I didn’t want to admit it, not about the Arxur, but I knew the score. “Don’t treat us like lessers,” I said. “We’re sapient. If the evidence is there, we’ll come around to it.”
Charmaine slumped back down into her chair, and just shook her head. “You two are exhausting, you know that?” She perked up for a moment, as a thought occurred to her. “I don’t think I caught your name, actually,” she said, looking towards me.
I stiffened, and repeated the words to the magic spell I’d learned. “I’d like to speak to an attorney before answering any further questions, sir.”
Charmaine snorted. “It’s ‘ma’am’. And see? Exhausting.” She sighed, and sat up. “Look, I hope you appreciate that I can’t actually make policy decisions. That happens way the fuck up the chain. Best I can realistically do is run interference. Drag this out long enough that somebody else’s cat gets out of a different bag, and keeping your secret becomes moot. So I suppose, to that end, I’ll be stopping by from time to time.” She smirked. “It sounds to me like I’ve almost convinced you to join up! I’ll let my boss know that it’ll just take another visit or two, and you’ll come around.”
“Might even take three, who knows?” David said, playing along. “I’m sure you’ll convince me eventually. Just keep trying!”
“Put the tequila on my tab, then,” said Charmaine, rising to her feet for a third time, but calmly at last. “And for the love of God, please stop casually deprogramming aliens.”
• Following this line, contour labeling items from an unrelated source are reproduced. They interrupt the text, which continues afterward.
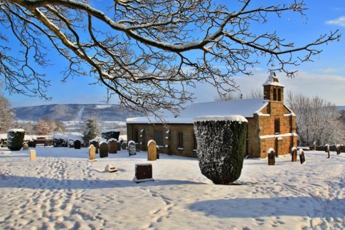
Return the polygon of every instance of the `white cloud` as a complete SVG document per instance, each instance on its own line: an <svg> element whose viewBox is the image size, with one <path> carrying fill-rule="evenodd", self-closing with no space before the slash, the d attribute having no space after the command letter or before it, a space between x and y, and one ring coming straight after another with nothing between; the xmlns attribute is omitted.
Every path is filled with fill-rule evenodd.
<svg viewBox="0 0 345 230"><path fill-rule="evenodd" d="M337 25L345 27L345 16L342 16L333 20L326 21L326 23L328 25Z"/></svg>

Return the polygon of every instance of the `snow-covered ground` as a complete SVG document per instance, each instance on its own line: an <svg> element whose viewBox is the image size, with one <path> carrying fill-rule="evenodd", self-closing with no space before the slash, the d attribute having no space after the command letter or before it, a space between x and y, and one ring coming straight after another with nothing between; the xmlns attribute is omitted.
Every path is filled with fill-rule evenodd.
<svg viewBox="0 0 345 230"><path fill-rule="evenodd" d="M88 149L0 149L0 229L342 229L345 154L306 153L267 165L246 159L242 185L215 185L197 159L127 151L88 160ZM99 156L97 156L98 157ZM136 163L152 164L154 182L132 181ZM105 171L108 164L117 172Z"/></svg>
“No,” said David, smiling.
Charmaine groaned. “Fuck you, then. And I’m coming back for that better-than-my-Grandmother’s palabok, you hear me?”
“Only if you start respecting locked doors,” David shot back.
“No,” she said, smiling, and left.
For a moment, everything was quiet, and just the two of us were alone in an empty restaurant. David reached over and held my paw in his hand in a show of support and sympathy. “What an exhausting day,” he said, and I couldn’t disagree.